How To Cultivate True Diversity In The Workplace

How can we cultivate true diversity in the workplace? originally appeared on rate: the place to acquire and share knowledge, empower people to learn from others and better understand the world.

answers by Richard Winters, Director of Development for Mayo Clinic, Emergency Physician rate:

Why does your workplace work total diversityon the one hand, but ignore your perspectives on the other?

It’s the result of how your leaders and teams make decisions. And while your workplace may have shut down for diversity, it can amplify the voices of just a few. As a result, you experience diversity in spirit but never realize its true power.

Think of a meeting where your team discussed a sensitive topic—a complex subject with many nuances. It’s very likely that every time someone spoke, you thought to yourself, “Yes, I agree” or “No, I don’t agree.” This is natural. You have expertise and perspectives, and like others in your position, you have opinions.

This also happens with the leaders and teams in your workplace. They ask you for your perspective, but it’s like you’re not even being heard. They think “no, I disagree” or “that doesn’t matter” and move on. And you wonder why you said something. Your perspectives will be silenced. Their leader smiles and comes to the conclusion they had decided all along.

In order to cultivate diversity, we need to rid ourselves of this initial reflex of forming opinions quickly on complex issues. We must use decision-making processes that take advantage of the diversity of perspectives, rather than jumping to conclusions. and research has shown us that this leads to more effective decisions.

At the Mayo Clinic, I teach Executives a three step process to help them facilitate and navigate decisions amidst difficult challenges. First they develop a common reality based on different perspectives, then they select several options on how to move forward, and finally they decide on a way forward. You ROW Forward (Reality-Options-Way Forward) to trade.

We suppress diversity when we jump to options or the way forward before we develop a shared reality. Shared reality includes not only the perspectives of the leader and the one person who has something to say at every meeting, but also the perspectives of each team member. The construction of shared reality uses the diversity in space. It’s cooperative. Shared reality needs to be discovered and explored before Jump to options and the way forward.

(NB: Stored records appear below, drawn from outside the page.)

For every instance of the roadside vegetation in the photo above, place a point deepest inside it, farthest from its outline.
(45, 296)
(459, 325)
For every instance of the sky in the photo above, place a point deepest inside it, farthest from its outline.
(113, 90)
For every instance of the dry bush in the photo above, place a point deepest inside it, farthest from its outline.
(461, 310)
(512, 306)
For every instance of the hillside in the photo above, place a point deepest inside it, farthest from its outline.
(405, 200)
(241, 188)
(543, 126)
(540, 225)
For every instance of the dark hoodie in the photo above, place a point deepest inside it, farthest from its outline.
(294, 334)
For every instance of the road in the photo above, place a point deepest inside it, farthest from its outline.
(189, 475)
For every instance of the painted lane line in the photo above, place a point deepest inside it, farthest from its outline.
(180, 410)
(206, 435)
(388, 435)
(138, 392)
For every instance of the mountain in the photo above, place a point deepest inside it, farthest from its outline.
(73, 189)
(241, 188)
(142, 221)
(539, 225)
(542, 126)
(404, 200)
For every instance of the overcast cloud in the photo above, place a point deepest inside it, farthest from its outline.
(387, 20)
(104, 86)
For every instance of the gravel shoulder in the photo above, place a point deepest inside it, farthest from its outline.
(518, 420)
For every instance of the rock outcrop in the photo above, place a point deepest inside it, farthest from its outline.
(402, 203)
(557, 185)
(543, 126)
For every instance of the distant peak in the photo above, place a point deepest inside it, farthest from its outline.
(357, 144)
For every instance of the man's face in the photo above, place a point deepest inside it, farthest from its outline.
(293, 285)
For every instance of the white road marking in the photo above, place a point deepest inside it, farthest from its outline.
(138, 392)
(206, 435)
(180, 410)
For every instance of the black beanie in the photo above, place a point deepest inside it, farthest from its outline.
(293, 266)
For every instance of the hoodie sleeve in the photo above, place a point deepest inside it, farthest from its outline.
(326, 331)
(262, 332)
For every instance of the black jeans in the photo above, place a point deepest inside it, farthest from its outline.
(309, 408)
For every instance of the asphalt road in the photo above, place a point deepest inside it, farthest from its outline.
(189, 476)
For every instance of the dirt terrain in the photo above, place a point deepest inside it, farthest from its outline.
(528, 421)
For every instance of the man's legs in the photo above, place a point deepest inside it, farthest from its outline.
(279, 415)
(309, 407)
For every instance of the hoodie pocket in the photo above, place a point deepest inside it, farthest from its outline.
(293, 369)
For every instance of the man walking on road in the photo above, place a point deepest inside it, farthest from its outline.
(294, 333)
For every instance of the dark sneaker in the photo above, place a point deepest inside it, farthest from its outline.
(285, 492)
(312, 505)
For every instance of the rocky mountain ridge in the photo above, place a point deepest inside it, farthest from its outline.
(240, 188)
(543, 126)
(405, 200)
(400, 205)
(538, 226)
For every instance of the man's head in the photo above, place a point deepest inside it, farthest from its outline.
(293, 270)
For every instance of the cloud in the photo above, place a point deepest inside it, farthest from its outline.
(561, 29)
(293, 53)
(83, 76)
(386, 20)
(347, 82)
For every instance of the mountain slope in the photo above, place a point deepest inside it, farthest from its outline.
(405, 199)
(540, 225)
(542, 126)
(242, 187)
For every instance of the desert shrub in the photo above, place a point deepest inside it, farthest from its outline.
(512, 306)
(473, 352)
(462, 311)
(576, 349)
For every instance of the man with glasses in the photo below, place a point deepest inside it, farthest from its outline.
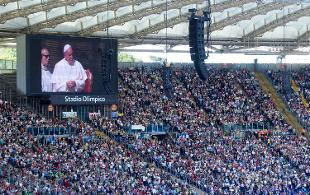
(46, 75)
(69, 74)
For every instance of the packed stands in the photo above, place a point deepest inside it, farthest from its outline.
(267, 156)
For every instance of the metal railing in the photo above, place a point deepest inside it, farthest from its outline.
(52, 131)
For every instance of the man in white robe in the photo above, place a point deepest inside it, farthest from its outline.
(69, 74)
(46, 75)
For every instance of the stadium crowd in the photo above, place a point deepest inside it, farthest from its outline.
(293, 98)
(72, 165)
(215, 161)
(198, 150)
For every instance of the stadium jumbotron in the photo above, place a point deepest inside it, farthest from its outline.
(83, 112)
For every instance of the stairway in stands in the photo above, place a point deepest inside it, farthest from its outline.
(302, 97)
(269, 89)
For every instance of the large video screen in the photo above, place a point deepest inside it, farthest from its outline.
(72, 70)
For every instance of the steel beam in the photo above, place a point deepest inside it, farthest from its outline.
(184, 17)
(174, 4)
(4, 2)
(93, 10)
(259, 10)
(24, 12)
(278, 22)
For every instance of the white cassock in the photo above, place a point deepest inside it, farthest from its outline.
(64, 72)
(46, 80)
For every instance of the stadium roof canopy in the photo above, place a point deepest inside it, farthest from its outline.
(236, 24)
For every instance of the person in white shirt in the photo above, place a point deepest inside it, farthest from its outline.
(69, 74)
(46, 75)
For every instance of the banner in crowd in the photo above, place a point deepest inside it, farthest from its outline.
(94, 115)
(138, 127)
(69, 114)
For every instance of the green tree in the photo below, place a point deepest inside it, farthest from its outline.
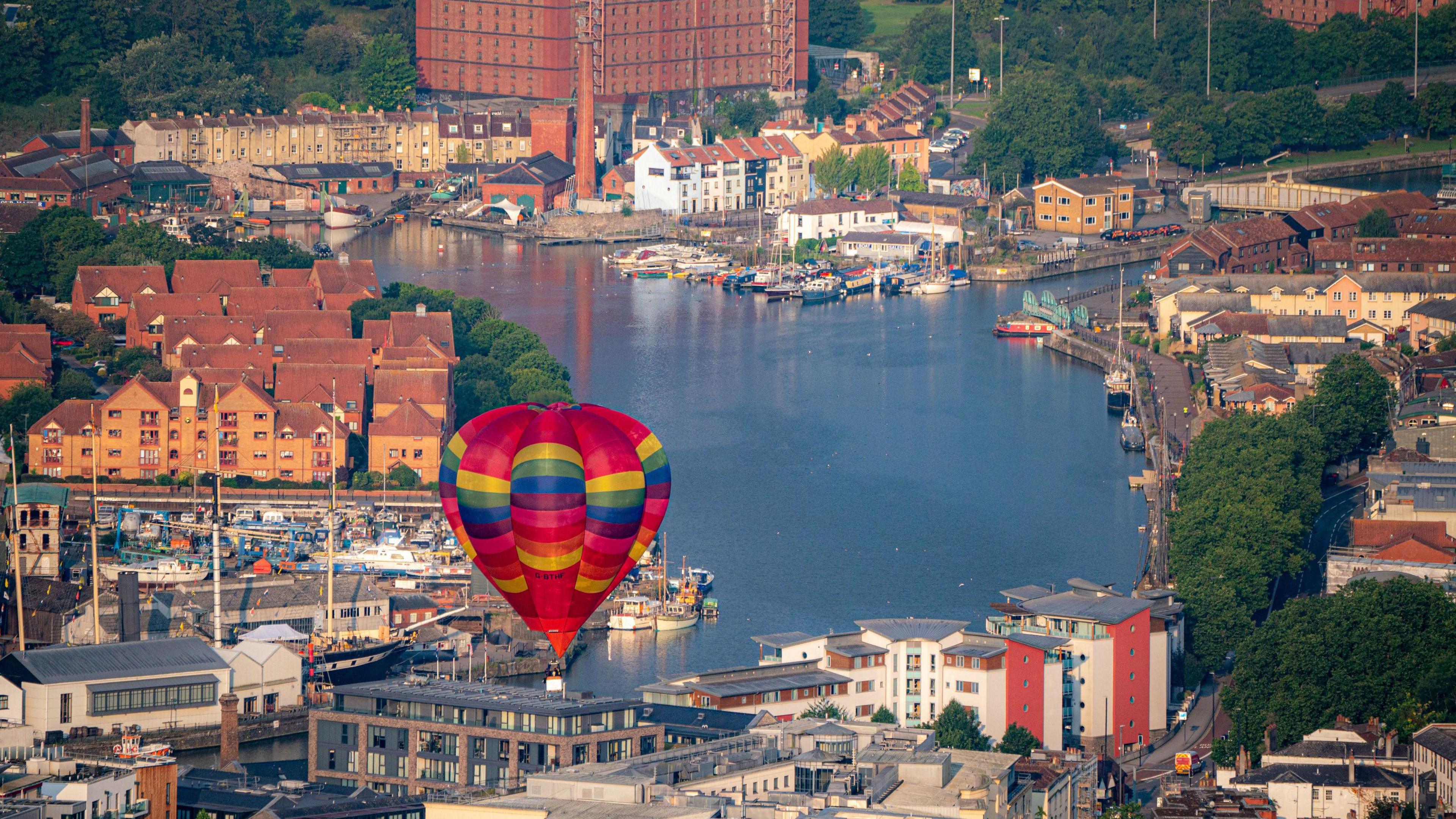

As we discover shared reality, we ask colleagues to engage with the issue at hand and capture each different perspective. We acknowledge the similarities and disagreements, the fears and concerns, and the differing opinions that are a natural part of any difficult challenge. We can see that both sides of a debate can be right. We note issues as they arise. We identify aspects of the problem that we hadn’t even considered.

When psychological safety is low, we capture perspectives in a way that preserves anonymity. We want to hear what hasn’t been said. For example, we can use breakout groups or sticky notes during the process. Or we can appoint a trusted scribe to present perspectives.

Diversity in the workplace is cultivated when we apply the wisdom that comes from different backgrounds and experiences. Before we make decisions, we develop a common reality.